Elle entend encore son père lui dire en souriant : « regarde bien, une petite
feuille est en train de sortir de la terre, elle s’est fait un chemin
toute seule et elle deviendra une belle plante »…
Quand Anne ne croit crois plus en rien, au plus profond de ses chagrins,
elle n’imagine pas cette sève de vie. Tout se passe la nuit. Qui est donc
responsable de cette mutation ? Une fée clochette ? Comment Anne passe-t
elle du noir, du néant, du lourd, du refus de tout, à cet élan, à ce désir
pour tout et de tout petits riens ?
Au bout du sommeil, quelques fourmillements dans les jambes, un bond
pour sauter du lit et ouvrir la fenêtre, un oiseau et l’odeur de la mer…
et surtout quelque chose qui a grandi dans le corps, qui a coulé dans les
veines, et qui donne l’envie de courir sur une plage.
Quand Pierre a décidé de rompre, il savait que le chagrin d’Anne serait
grand. Il savait que la blessure ne se refermerait jamais. Mais Pierre
comptait sur cette vitalité qui le fascinait depuis le premier jour. Combien
de fois lui as t’il dit « tu me rends vivant » ? …
Pierre imagine Anne sur la plage.

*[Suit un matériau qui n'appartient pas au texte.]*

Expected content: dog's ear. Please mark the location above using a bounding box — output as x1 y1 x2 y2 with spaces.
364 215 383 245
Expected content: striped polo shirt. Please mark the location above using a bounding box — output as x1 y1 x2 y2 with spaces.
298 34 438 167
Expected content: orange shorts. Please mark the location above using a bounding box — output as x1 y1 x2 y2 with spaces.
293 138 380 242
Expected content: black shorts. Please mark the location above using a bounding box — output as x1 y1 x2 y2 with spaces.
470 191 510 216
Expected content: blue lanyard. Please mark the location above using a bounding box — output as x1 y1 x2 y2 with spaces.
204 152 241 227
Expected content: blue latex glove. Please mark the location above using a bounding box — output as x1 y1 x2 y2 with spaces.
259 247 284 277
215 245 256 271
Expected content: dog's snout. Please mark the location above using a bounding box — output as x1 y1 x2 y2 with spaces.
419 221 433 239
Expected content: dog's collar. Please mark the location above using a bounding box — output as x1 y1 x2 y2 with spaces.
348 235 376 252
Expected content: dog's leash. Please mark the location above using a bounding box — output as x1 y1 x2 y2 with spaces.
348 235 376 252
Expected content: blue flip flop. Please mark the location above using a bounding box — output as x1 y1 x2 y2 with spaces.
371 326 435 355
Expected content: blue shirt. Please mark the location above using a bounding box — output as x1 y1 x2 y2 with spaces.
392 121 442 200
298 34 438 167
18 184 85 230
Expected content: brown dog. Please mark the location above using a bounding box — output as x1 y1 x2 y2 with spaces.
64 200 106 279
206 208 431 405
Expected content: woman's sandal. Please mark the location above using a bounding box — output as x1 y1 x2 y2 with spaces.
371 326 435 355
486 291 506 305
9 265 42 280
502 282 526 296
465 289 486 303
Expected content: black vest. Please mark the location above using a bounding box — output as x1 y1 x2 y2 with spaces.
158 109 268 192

Il l’espère ! Il sait que c’est là
qu’elle reprendra vie.
Il a pris un jour le risque de l’accompagner. Un mensonge pour pouvoir
ensuite l’imaginer la bas, avec tous les détails : la maison, le sentier
au bord de l’eau, le footing sur la plage, les couleurs, les odeurs, le
bain glacé en hiver. Il se souvient : elle se jette à l’eau en poussant
un cri de joie. Pierre veut qu’il en soit encore ainsi. Il veut qu’Anne
vive sans lui, puisqu’elle ne peut pas vivre avec lui. Il veut se rassurer
de toutes ces images qui lui permettaient de vivre intensément par la
pensée, avec elle.
Pierre ne bouge plus dans sa montagne, dans sa famille, dans son hamac.
Il n’ira plus jamais courir avec Anne sur le sable, ni rêver avec elle
de voyages qu’elle faisait pour deux. Il n’ira même plus chanter en public.
C’est elle qui lui donnait l’envie de chanter. Il disait, comme le boulanger
de Pagnol : « puisque j’y suis, je chante aussi pour les autres ».
On a besoin de lui, à la maison. Sa belle mère se perd de plus en plus
dans son monde Eiseimer, sa femme se heurte de plus en plus à ses filles.
Lui, il est là pour porter, pour supporter, les douleurs, les craintes
les peurs. Au fond, il a un peu le sentiment d’attendre la mort dans sa
maison.
En regardant le printemps bourgeonner, Pierre espère que cette rupture
brutale poussera Anne vers un autre homme, un autre amour, bien réel, bien
vivant, avant qu’il ne soit trop tard. Il ne supporterait pas qu’elle soit
seule, s’il lui arrivait quelque chose, plus tard… Il le lui a dit souvent.
Pierre espère avoir fait le bon choix pour Anne. En ce début de printemps,
il l’imagine en train de courir sur la plage. Il imagine avec elle un homme
qui partagera tout ce que lui n’a jamais pu partager réellement. Ces pensées
le soulagent autant qu’elles sont douloureuses.
Anne a bien failli mourir de chagrin avant ce printemps. Puis il y eut
d’autres printemps pleins de fourmis dans les jambes et de couleurs sur
la mer. Il y eut d’autres hommes. Mais jamais aucun n’a donné à Anne le
désir de se jeter à l’eau en plein hiver. Aucun n’était le clone de Pierre.
Elle l’a toujours su : aucun regard ne la rendrait aussi vivante que le regard
de Pierre.
Pierre, comme à chaque printemps, entend le rire d’une femme qui se
jette dans l’eau glacée. Il l’entend, comme si il y était encore, il y a
si longtemps, pourtant ! Il l’entend en souriant, comme si cet instant était
le seul réellement vivant de toute son existence.